Je formulerai d'ailleurs une observation liminaire : dès lors que nous sommes mis en demeure de transposer dans notre législation des règles de fonctionnement découlant de l'application de textes d'origine communautaire, nous nous trouvons dans l'obligation d'accompagner les effets de cette transposition et cela coûte quelque peu à chaque fois.
La question de la quotité de l'indemnisation versée aux commissaires-priseurs dans le cadre de la perte de leur monopole d'activité est centrale, en termes de coûts pour le budget de l'Etat et les amendements de la commission des finances tendent tout à fait concrètement à l'accroître quelque peu. Pour autant, cela ne permet pas d'occulter la véritable question, à savoir la pérennité même de la place de Paris en tant que lieu d'échange et de transaction sur les biens meubles, et singulièrement sur les objets d'art.

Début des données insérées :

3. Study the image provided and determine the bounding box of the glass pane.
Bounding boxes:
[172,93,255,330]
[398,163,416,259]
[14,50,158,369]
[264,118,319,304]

Nous avons un peu l'impression que la quotité et la qualité de l'indemnité compensatrice ne feront qu'accompagner un processus de restructuration, évidemment avec des coûts sociaux pour l'emploi, de l'ensemble de la profession. Cela dépasse donc le strict cadre qui nous est présenté.
Faut-il pour autant rejeter les amendements qui nous sont aujourd'hui présentés, comme nous le propose Mme la ministre ? Pour le moment, nous nous abstiendrons.
Mme Dinah Derycke. Je demande la parole pour explication de vote.
M. le président. La parole est à Mme Derycke.
Mme Dinah Derycke. Nous partageons l'analyse qui a été présentée par Mme la ministre, au nom du Gouvernement. Bien entendu, nous ne voterons pas ces amendements.
M. le président. Personne ne demande plus la parole ?...
Je mets aux voix les amendements identiques n°s 71 et 94, repoussés par le Gouvernement.

(Les amendements sont adoptés.)
M. Emmanuel Hamel. Très bon vote !
M. le président. En conséquence, l'article 35 est ainsi rédigé.